A. ${{[Fe{{(CN)}_{4}}]}^{6-}}$
B. ${{[Fe{{(CN)}_{6}}]}^{4-}}$
C. ${{[Co{{(N{{H}_{3}})}_{6}}]}^{3+}}$
D. ${{[Ni{{(N{{H}_{3}})}_{6}}]}^{2+}}$

Answer 1

Hint: If a ligand is a strong ligand then the ligand forms an inner orbital complex with metals and if the ligand is weak then the ligand forms an outer orbital complex with metals. The hybridization of the inorganic complexes is going to depend on the type of ligand.

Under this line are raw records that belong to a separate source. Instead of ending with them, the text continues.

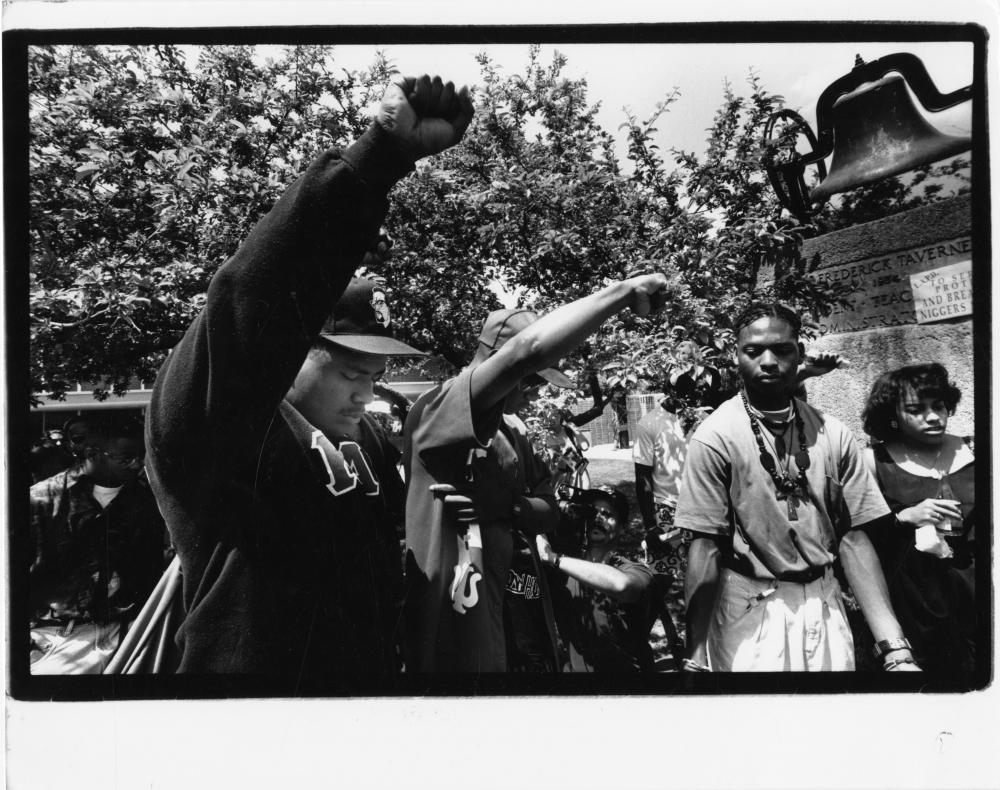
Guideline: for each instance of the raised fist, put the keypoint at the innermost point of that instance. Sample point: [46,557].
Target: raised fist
[425,115]
[648,292]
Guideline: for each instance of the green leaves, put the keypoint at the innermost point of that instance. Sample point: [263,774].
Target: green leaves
[147,170]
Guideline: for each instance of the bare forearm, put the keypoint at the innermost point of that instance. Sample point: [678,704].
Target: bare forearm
[644,494]
[611,581]
[544,343]
[864,574]
[701,583]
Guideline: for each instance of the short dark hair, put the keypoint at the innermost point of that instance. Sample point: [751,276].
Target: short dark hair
[756,310]
[617,499]
[108,427]
[929,380]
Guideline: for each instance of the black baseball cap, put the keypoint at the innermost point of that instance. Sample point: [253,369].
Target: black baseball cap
[500,326]
[360,321]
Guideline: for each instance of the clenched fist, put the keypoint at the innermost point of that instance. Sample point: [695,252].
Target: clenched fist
[425,115]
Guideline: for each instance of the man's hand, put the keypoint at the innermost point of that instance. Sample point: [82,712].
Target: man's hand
[423,115]
[545,551]
[930,511]
[646,292]
[820,364]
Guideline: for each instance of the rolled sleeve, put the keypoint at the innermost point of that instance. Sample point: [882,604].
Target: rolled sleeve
[703,504]
[862,500]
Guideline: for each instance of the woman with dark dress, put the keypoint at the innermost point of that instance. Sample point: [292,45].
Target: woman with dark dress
[927,477]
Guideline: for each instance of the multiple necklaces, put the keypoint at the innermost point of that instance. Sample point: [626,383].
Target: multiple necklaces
[787,487]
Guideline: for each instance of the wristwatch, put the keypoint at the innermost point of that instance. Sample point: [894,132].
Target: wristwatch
[887,646]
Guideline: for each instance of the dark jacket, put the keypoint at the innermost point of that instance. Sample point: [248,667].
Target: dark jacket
[283,575]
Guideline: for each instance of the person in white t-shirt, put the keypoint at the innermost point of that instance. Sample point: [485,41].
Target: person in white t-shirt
[97,545]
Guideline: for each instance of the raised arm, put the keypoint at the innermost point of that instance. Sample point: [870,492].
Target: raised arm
[543,343]
[626,587]
[218,389]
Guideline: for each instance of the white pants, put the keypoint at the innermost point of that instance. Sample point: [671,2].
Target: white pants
[762,625]
[85,650]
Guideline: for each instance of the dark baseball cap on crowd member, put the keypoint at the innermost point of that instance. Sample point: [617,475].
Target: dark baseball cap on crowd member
[360,321]
[500,326]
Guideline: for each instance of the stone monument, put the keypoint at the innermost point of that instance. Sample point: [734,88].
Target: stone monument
[911,284]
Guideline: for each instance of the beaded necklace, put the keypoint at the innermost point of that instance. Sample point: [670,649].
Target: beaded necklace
[786,486]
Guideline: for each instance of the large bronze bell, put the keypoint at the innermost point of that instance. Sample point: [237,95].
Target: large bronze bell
[877,133]
[868,121]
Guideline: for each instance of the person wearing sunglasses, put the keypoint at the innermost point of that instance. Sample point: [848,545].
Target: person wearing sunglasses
[97,551]
[466,434]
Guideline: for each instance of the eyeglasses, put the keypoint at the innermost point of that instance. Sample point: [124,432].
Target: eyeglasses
[123,460]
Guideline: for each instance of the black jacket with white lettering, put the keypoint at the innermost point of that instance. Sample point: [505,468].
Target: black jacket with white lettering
[289,570]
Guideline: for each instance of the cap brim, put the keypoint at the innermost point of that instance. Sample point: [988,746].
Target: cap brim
[374,344]
[556,377]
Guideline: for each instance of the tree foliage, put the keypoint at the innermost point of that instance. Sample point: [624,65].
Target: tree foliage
[146,173]
[148,169]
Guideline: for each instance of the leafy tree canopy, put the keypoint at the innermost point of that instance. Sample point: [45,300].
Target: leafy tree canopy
[147,171]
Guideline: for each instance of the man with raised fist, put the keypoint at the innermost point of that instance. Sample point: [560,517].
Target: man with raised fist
[281,496]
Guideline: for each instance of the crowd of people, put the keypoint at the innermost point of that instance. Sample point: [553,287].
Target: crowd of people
[311,546]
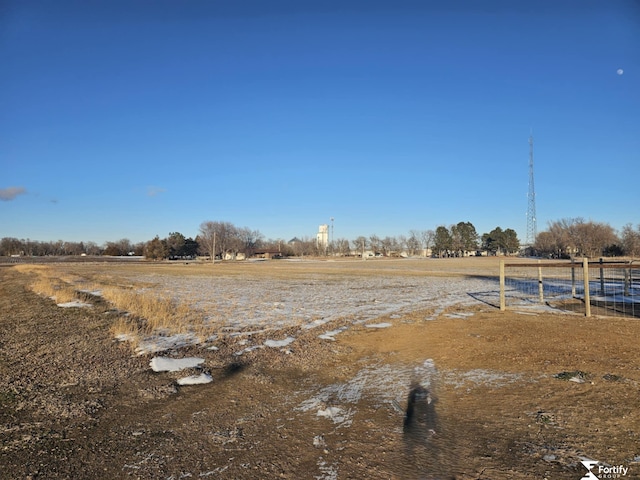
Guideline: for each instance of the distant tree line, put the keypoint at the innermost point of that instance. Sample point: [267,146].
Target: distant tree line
[577,237]
[218,239]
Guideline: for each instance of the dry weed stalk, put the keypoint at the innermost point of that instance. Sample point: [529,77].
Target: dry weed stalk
[47,283]
[150,313]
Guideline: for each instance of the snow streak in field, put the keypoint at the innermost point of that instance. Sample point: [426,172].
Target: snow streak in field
[238,303]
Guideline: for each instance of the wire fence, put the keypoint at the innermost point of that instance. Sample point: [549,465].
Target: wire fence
[606,288]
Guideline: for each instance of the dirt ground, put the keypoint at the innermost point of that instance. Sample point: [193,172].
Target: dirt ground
[512,396]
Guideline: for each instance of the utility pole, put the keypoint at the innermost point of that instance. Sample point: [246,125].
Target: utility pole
[532,230]
[213,254]
[332,246]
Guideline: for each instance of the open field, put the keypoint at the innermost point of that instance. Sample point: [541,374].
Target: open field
[312,365]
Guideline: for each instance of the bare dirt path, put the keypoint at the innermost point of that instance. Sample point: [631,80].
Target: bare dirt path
[74,403]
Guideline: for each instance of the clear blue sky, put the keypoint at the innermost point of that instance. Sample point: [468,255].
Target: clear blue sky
[138,118]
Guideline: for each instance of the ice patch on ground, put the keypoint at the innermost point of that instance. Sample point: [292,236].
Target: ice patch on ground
[335,414]
[327,472]
[314,300]
[95,293]
[75,304]
[248,349]
[279,343]
[166,364]
[481,377]
[161,343]
[379,325]
[379,383]
[196,379]
[459,315]
[331,334]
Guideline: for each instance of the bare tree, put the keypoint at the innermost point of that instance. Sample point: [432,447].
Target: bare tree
[207,239]
[631,240]
[428,237]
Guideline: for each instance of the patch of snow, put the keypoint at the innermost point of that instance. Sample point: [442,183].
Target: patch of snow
[196,379]
[379,325]
[125,337]
[459,315]
[314,300]
[248,349]
[279,343]
[331,333]
[95,293]
[336,415]
[166,364]
[328,472]
[161,343]
[75,304]
[481,377]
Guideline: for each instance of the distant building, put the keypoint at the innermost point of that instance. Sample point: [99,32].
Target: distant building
[322,238]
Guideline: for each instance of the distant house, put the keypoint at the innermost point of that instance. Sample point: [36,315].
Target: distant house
[268,253]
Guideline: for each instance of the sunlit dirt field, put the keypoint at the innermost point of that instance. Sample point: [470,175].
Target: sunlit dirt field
[419,380]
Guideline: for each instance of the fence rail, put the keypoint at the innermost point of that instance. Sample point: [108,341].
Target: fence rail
[610,288]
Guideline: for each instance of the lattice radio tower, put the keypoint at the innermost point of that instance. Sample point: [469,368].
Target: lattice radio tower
[531,200]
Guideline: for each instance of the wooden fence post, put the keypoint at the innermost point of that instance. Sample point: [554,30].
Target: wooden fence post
[587,298]
[503,303]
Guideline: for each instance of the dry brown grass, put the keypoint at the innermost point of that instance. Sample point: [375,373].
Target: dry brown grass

Complete step by step answer:
- To know about the structure of the complexes we should know about the hybridization involved in the metal complexes.
- Coming to given options, option A ${{[Fe{{(CN)}_{4}}]}^{6-}}$ .
- The oxidation state of iron in ${{[Fe{{(CN)}_{4}}]}^{6-}}$ is
x + 4(-1) = - 6
x = -2, here x= oxidation state of iron.
- The oxidation state of iron in ${{[Fe{{(CN)}_{4}}]}^{6-}}$ is -2.
- The electronic configuration of iron is $1{{s}^{2}}2{{s}^{2}}2{{p}^{6}}3{{s}^{2}}3{{p}^{6}}4{{s}^{2}}3{{d}^{6}}$
- The hybridization of iron in ${{[Fe{{(CN)}_{4}}]}^{6-}}$ is ${{d}^{2}}s{{p}^{3}}$ .
- Cyanide is a strong ligand then it forms an inner orbital complex with iron metal. So, option A is wrong.
- Coming to option B, ${{[Fe{{(CN)}_{6}}]}^{4-}}$ .
- The oxidation state of iron in ${{[Fe{{(CN)}_{6}}]}^{4-}}$ is
x + 6(-1) = - 4
x = 2, here x= oxidation state of iron.
- The electronic configuration of iron is $1{{s}^{2}}2{{s}^{2}}2{{p}^{6}}3{{s}^{2}}3{{p}^{6}}4{{s}^{2}}3{{d}^{6}}$
- The hybridization of iron in ${{[Fe{{(CN)}_{6}}]}^{4-}}$ is ${{d}^{2}}s{{p}^{3}}$ .
 - Cyanide is a strong ligand then it forms an inner orbital complex with iron metal. So, option B is wrong.
- Coming to option C, ${{[Co{{(N{{H}_{3}})}_{6}}]}^{3+}}$ .
- The oxidation state of cobalt in ${{[Co{{(N{{H}_{3}})}_{6}}]}^{3+}}$ is
x + 6(0) = 3
x = 3, here x= oxidation state of cobalt.
- The electronic configuration of Cobalt (3+) is $1{{s}^{2}}2{{s}^{2}}2{{p}^{6}}3{{s}^{2}}3{{p}^{6}}4{{s}^{0}}4{{p}^{0}}3{{d}^{6}}$
- Ammonia is a strong ligand and it forms an inner orbital complex with ${{d}^{2}}s{{p}^{3}}$ hybridization.
- So, option C is wrong.
- Coming to option D, ${{[Ni{{(N{{H}_{3}})}_{6}}]}^{2+}}$ .
- The oxidation state of nickel in ${{[Ni{{(N{{H}_{3}})}_{6}}]}^{2+}}$ is
x + 6(0) = 2
x = 2, here x= oxidation state of nickel.
- The electronic configuration of nickel (2+) is $1{{s}^{2}}2{{s}^{2}}2{{p}^{6}}3{{s}^{2}}3{{p}^{6}}3{{d}^{8}}4{{s}^{0}}4{{p}^{0}}4{{d}^{0}}$ .
- Ammonia is a strong ligand but due to the lack of 3d orbitals of nickel participation in the hybridization, ammonia forms an outer orbital complex with nickel.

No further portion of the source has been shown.